Additionally I’ve somewhat got a bell ringing that in BIOS mode these Macs don’t even advertise (full) PCI 2(.1) compatibility as they do with later (and the current) EFI firmware. For best ACPI compatibility (and performance) running Windows in EFI mode will hence probably increase performance, especially with newer (than the Mac itself) GPUs. Regarding the firmware corruption issue that is related to this, OpenCore (when used as the boot manager for chainloading Windows) has protection mechanisms against this then configured correctly.
All that so far is rather theoretical and hypothetical. That said, I still think, the best possible GPU should be a current one (due to performance per watt ratio) fitting into the Mac’s power budget. This means that per spec it would be a dual 6 pin or single 8 pin Powered GPU. However as Macs are beautifully over engineered in my experience a 6+8 pin powered GPU works great, though I’d highly recommend distributing the load between the two mini Molex connectors: meaning dual 6 pin mini Molex to dual standard 6 pin Molex -> dual female 6 pin Molex to single 8 pin Molex Y-cable -> female 8 pin Molex to 8+6 (or 8+8, mind the TDP!) pin Molex.
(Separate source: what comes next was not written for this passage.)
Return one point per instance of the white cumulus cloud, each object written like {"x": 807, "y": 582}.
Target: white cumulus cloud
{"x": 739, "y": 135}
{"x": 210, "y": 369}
I ran that configuration for years without any issues (including coilwhine) whatsoever. (295W RX Vega 64)
So to sum it, reflecting upon my own experience any GPU with up to a 300W TDP should work, if they are build with a 6 pin (75W) and a 8 pin (150W) connector (providing the additional 75W needed through the PCI port itself, as per spec).
As newer GPUs only come with a 12 pin or dual 8 pin Molex connectors those should better not exceed 225W as it’s not clear (unless somewhere found?) wether they actually draw the remaining 75W solely through the PCI port. Thus performance wise some RTX 4070 Supers are within that save limit without additional modifications to the Mac. The absolut safest bet within the Mac’s per spec would be the most powerful single 8 pin GPU. There are some RTX 4070 variants.
That said I’d recommend going with a admittedly slower, but usually not by to far AMD RX 6800 which with a TDP starting at 250W is just 25W over the working limit (outside spec) with a rather save assumption that the remaining 25W will be drawn from the slot. The great advantage of that GPU is, that it will work with macOS as well (GPU firmware patch required) while not being that much slower in many scenarios. Feeling adventurous an RX 6800 XT equals an GTX 4070, and is TDP wise still below 300W which can work.
In any case I really recommend to balance the load between the two mini Molex connectors. I hope this helps.